Description of the data
I was commissioned to analyse the customer database of a mobile phone provider and derive recommendations for actions to improve customer loyalty. In addition, you should provide a dashboard based on your analysis. The dashboard should be calibrated on the provided historical data. You got a 5% random sample of the customer activities over the past 3 months.
Variable definition in customer data
cid: an artificially generated customer identifier for this analysis
gender: indicating the customer’s gender.
age: indicating the age in years when the current contract started.
citizenship: indicating the citizenship status when first contract started.
tenure: number of months since start of the first contract.
contract type: type of contract referring to pay-as-you-go, or contract length.
data allowance: free GB data download allowance per month.
payment method: method of payment including direct debit, bank transfer and credit card.

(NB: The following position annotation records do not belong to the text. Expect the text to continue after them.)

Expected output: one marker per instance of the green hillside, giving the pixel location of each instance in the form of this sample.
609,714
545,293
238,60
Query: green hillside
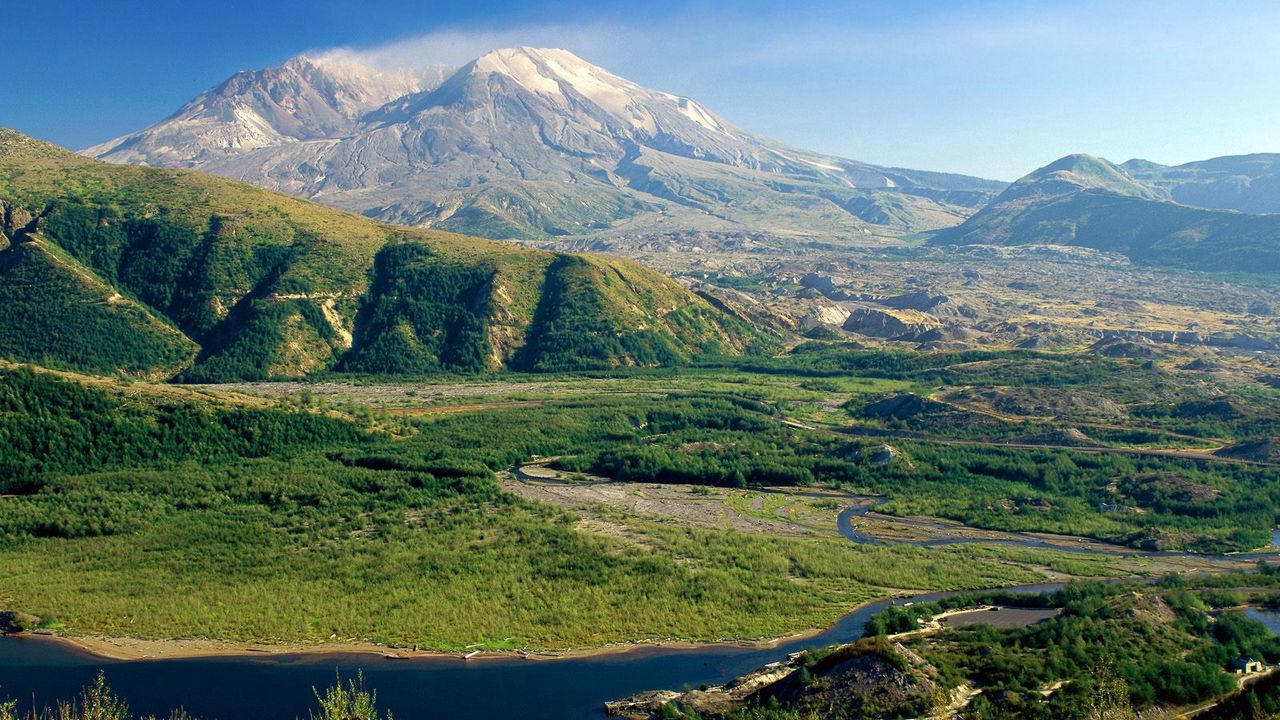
1089,203
164,273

monthly charges: average monthly payment in last three months, in £.
payment arrears: indicating the number of months the costumer did not pay on time.

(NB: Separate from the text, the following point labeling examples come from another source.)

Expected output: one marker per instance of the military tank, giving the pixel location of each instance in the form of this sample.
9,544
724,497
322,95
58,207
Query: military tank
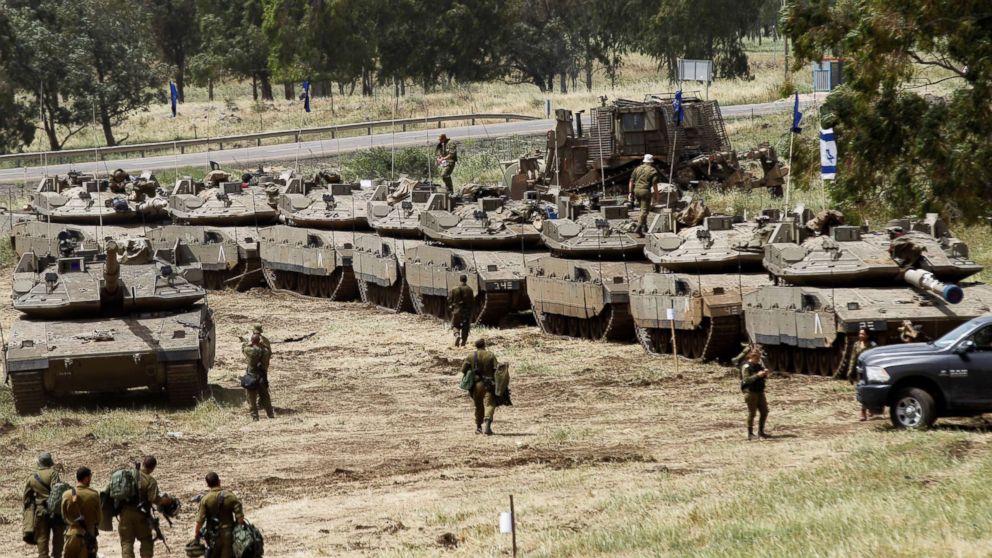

contract terminated: indicating if the contract had been terminated in the last three months.
phone number transferred: indicating if a request was received to transfer the phone number to another provider in the previous three months.
Variable definition in satisfaction score survey data
cid: an artificially generated customer identifier for this analysis score: the satisfaction score between 0 = totally unsatisfied to 10 totally satisfied, customers have been invited via a text message to assess the quality of their service.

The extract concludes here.